Certes, le Big Band sait se tenir et aura fait de la place à Minor Swing et autre Nuages avant qu’on ne se quitte sous la nuit étoilée et divers drones indiscrets. De quoi apprécier, ce n’était pas le plus facile, les arrangements inventés par l’orchestre : comment transposer une musique jouée à l’époque le plus souvent en quintet à un ensemble de 17 musiciens aux lignes de cuivres impressionnantes ? En maître de cérémonie Jon Boutellier, sax et l’un des trois arrangeurs attitrés du Big Band se charge d’éclairer les personnes présentes. Ici, l’Amazing Keystone ne se contente pas de l’héritage ou de l’approche de l’American Swing Band. Il impose au contraire son approche, nourrie du recul et de toutes les influences qu’il transporte, lui et ses membres. Comme un prolongement du guitariste disparu en 1953, respectueux mais pas que…..

Le grand orchestre aura quelque peu bousculé son ordre de marche

Pour l’occasion, et en raison de ces invités, l’orchestre aura quelque peu bousculé son ordre de marche. Moins de solos de la part de ses membres à l’exception de David Enhco, de Bastien Ballaz, dans un trombone « velouré », de Kenny Jeannet et de Patrice Maradan dont la contrebasse a su imposer son quasi chuchotement aux quelque 5 000 personnes venues découvrir ce Djangovision. Quant à Thibault François, il sut imposer, pas facile, sa guitare fluide et insistante, même aux côtés de l’ébouriffant Stocheto Rosenberg appelé à disserter sur Djangology.
Bref, ce Djangovision conçu et mis au point par l’Amazing Keystone Big Band parvient à ses fins : éclairer Django Reinhardt d’un jour nouveau, intéressante exploration d’un phénomène musical placé trop vite sur un piédestal propret. Et qu’on n’avait pas osé trop remuer jusque là…
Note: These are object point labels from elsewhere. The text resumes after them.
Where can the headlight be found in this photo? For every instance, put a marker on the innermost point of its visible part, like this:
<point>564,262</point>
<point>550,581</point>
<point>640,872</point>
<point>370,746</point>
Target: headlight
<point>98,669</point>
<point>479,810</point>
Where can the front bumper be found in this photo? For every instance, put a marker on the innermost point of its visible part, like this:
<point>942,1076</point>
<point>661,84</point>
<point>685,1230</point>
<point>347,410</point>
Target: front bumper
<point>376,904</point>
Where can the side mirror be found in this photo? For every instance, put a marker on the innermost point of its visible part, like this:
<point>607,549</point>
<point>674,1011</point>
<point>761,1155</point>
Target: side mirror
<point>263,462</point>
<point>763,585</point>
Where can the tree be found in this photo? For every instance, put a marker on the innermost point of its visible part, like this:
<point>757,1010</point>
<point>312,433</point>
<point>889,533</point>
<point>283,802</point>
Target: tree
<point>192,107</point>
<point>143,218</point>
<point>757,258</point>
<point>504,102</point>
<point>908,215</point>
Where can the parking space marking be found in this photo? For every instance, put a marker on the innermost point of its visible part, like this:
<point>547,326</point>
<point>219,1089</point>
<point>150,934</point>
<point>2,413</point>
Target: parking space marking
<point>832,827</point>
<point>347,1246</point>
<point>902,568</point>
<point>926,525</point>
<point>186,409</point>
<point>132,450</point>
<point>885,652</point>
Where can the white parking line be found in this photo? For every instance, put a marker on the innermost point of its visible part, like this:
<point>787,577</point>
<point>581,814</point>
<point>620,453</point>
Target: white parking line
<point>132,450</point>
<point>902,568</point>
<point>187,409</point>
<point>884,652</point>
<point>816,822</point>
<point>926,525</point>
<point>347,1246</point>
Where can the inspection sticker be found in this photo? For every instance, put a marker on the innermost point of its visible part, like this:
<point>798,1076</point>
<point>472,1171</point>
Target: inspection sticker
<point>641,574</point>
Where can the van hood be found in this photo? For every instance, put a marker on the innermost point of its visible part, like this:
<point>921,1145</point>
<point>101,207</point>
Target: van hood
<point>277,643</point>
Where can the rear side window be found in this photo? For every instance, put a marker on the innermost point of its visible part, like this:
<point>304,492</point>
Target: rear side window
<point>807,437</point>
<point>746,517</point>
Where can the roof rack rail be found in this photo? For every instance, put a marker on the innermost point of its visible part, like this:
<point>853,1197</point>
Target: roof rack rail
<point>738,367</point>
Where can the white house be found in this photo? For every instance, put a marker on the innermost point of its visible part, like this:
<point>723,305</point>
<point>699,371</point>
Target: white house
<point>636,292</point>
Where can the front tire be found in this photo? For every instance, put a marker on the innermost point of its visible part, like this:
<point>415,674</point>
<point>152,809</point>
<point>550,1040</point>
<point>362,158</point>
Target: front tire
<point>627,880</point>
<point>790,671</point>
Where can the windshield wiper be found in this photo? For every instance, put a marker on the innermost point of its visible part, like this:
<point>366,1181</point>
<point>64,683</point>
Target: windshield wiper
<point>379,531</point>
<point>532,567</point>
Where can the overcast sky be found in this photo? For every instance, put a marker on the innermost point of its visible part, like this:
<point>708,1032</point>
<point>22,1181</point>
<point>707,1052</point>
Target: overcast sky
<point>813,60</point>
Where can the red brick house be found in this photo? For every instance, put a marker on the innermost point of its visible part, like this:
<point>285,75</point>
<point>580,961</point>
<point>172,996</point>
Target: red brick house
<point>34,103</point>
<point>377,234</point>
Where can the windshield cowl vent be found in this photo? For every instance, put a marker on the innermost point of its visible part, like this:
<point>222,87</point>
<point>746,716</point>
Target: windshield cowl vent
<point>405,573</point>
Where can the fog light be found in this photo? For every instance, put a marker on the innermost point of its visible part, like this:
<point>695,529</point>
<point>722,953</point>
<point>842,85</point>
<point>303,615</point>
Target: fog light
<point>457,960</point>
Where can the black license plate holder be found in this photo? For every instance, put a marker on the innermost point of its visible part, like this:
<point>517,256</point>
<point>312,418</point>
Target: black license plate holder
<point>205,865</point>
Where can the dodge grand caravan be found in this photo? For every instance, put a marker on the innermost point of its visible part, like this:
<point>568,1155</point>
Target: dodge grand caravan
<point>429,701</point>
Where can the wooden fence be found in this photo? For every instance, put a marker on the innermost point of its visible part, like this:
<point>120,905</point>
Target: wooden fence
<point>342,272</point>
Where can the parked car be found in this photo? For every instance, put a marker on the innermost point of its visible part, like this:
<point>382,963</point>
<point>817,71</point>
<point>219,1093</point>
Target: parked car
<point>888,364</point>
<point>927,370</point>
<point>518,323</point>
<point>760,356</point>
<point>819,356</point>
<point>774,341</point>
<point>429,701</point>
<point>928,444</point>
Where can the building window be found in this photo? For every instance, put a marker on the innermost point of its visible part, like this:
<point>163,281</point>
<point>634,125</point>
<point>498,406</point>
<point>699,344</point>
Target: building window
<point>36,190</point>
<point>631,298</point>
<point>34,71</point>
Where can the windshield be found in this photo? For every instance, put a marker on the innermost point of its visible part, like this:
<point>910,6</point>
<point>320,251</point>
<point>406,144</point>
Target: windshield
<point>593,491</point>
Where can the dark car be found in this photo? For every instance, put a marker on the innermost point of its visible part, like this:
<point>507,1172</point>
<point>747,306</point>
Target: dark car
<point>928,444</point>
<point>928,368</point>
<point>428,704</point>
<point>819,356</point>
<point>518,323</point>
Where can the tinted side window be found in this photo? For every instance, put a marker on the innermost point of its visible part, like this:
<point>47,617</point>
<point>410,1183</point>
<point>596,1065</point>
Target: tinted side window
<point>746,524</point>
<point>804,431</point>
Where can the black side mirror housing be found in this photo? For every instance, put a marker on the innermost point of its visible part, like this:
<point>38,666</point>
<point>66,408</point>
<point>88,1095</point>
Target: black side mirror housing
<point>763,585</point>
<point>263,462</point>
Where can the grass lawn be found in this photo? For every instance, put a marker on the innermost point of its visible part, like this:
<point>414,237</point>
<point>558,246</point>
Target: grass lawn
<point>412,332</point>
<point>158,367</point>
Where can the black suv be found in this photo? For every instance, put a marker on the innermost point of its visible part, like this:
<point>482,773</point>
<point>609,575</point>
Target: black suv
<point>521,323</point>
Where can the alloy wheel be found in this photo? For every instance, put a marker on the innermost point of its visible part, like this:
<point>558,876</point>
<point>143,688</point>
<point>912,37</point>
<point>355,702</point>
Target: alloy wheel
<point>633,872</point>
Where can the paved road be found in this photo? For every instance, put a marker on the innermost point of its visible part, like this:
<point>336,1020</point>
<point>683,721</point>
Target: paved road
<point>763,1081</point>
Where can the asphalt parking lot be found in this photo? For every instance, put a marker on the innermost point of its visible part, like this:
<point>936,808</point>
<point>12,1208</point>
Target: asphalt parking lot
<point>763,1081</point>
Un Gipsy Unity de belle facture

Gardiens du temple « Django », Angelo Debarre et Marius Apostol s’imposent d’emblée. Ils sont cinq assis face au public : trois guitares dont deux rythmiques, une contrebasse et un violon. L’hommage est sauf. Apostol ne porte pas de chemises à fleur comme aimait tant le faire Stéphane Grapelli mais abhorre une veste rouge impec. De quoi suivre son archet méticuleusement.

Le violoniste aura fait sensation. Tout comme Angelo Debarre, appliqué plus que de coutume, heureux de pouvoir, durant une heure, concrétiser sa musique devant un public solidaire. Ce Gipsy Unity est bien rôdé, convaincant et appliqué. Inattendu, le solo rapide mais profond de William Brunard retentit magnifiquement. Pas de doute, 60 ans après sa disparition, Django inspire toujours.